The Jets’ receivers racked up a whopping 280 yards after the catch against Cincinnati, making up over two-thirds of the Jets quarterbacks’ 422 passing yards (405 by White and 17 by Josh Johnson). Much of that YAC was self-created, as the Jets’ pass-catchers combined for an outstanding total of 9 missed tackles forced after the catch. For reference, the Jets’ season averages for YAC and missed tackles forced after the catch were 115.5 and 3.0, respectively.
White gained 311 of his 405 yards on passes that traveled fewer than 10 yards downfield. He did not attempt a single pass that traveled at least 20 yards downfield.
Ultimately, White was the NFL’s most conservative quarterback last year. He ranked 42nd out of 42 qualifiers with an aDOT (average depth of target) of just 6.4 yards throughout his four starts. Yet, despite his checkdown-loving nature, he still had the league’s highest interception rate.
All of this is to say that I’m not sure White has shown as much ability as many think. While I can certainly picture White carving out a long career as a respectable backup in the NFL, it would be wise to not overrate this player. His appeal is based much more on hype and sentimental value than substance.
Another important thing to keep in mind regarding the idea of keeping White is that the Jets do not have control of him beyond this season. He will be an unrestricted free agent in 2023. That means the idea of developing him into a long-term backup is not plausible.
White can go wherever he wants after this year. Most likely, he will look for a clearer path to a starting job.
There are better players to keep around if the idea is to use that roster spot on developing a player for the future. The Jets have multiple young players on the roster bubble who are under team control in 2023, such as Elijah Riley, Jonathan Marshall, Denzel Mims, Zonovan Knight, DQ Thomas, Nick Bawden, Isaiah Dunn, Kenny Yeboah, and more.
These are players the Jets can keep with the idea of developing. White is not a developmental piece anymore. He’s too old and not under team control. If you’re keeping him, it’s for him to help you win in 2023. And as a QB3, it’s hard to imagine that he will do anything to increase the Jets’ odds of making the playoffs.
Additionally, the Jets have plenty of potential roster-bubble players who offer better short-term impact than White. Vinny Curry and Justin Hardee are two notable veterans who might be in the cut conversation but would certainly help the Jets win games in 2022.
Would keeping White over someone like Curry or Hardee really be a smart move?

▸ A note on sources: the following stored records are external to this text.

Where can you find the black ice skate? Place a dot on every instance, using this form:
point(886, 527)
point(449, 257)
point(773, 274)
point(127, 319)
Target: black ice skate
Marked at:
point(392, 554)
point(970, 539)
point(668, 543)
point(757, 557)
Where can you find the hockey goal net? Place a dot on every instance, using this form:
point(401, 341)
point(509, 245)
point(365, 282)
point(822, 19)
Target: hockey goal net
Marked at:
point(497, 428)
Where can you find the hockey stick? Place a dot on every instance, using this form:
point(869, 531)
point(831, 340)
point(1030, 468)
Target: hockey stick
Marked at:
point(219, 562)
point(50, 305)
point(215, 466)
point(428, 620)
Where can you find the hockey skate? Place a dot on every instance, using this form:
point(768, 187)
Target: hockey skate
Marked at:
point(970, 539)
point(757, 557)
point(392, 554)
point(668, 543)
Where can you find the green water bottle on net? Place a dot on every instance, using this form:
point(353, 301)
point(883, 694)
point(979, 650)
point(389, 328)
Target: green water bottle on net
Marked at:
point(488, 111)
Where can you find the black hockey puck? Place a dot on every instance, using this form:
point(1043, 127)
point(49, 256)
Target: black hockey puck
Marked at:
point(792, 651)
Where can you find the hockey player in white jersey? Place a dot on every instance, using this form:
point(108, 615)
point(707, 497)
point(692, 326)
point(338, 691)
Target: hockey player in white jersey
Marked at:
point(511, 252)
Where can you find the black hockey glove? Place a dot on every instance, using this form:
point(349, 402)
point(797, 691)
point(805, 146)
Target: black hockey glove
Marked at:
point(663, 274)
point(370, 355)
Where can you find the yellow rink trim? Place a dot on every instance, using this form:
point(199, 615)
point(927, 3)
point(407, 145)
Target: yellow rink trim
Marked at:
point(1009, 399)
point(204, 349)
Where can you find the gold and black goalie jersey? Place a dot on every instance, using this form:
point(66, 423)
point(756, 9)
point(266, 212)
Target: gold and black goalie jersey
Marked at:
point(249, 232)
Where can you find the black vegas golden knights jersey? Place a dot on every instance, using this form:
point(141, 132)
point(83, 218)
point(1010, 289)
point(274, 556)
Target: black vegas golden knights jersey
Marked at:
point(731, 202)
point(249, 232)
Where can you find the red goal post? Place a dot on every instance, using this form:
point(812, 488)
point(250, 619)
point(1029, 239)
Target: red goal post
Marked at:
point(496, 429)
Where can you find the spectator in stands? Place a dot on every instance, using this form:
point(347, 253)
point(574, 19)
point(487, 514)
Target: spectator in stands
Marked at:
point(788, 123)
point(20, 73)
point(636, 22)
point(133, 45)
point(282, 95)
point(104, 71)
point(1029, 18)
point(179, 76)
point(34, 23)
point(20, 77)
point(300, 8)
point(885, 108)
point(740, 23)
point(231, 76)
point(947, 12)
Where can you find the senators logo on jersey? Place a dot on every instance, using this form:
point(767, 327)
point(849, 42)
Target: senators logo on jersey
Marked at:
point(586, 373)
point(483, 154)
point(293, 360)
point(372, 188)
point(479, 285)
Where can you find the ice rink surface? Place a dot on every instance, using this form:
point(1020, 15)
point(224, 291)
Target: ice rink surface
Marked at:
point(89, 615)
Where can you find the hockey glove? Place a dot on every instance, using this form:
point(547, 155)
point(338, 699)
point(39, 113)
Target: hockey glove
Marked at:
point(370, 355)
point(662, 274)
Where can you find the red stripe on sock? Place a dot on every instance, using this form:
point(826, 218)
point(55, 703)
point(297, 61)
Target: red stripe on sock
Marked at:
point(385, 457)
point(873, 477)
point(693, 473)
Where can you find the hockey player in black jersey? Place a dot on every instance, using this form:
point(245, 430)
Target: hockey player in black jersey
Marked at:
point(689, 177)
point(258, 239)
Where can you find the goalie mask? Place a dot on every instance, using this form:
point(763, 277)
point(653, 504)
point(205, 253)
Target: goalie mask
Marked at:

If you keep White over a veteran such as Curry or Hardee, it hurts your chances of winning in 2022. If you keep White over a young player such as Riley or Marshall, it hurts your chances of developing an impact player that can be used in 2023 and beyond.
When you piece everything together, it’s looking like the Mike White era in New York could soon be coming to a close. It’s difficult to picture the Jets keeping three quarterbacks. If released, there seems to be a realistic chance he’d be claimed by another team; despite White’s lackluster overall production, there has to be some team out there that would buy into the Bengals game and bring him in.
But if White can manage to clear waivers, I think the Jets would definitely welcome him back on their practice squad. Hey, if NFL teams around the league are as critical of his game as I was with the numbers laid out above, then maybe he will make it through waivers after all.
No matter how it all plays out, the fact that the Jets have to make these tough decisions with useful players is a major positive. Last year, White won the Jets’ QB2 job with relative ease. Now, he might not even make the team. It’s a sign that, after years of building, the Jets are finally filling out their roster with quality talent from top to bottom.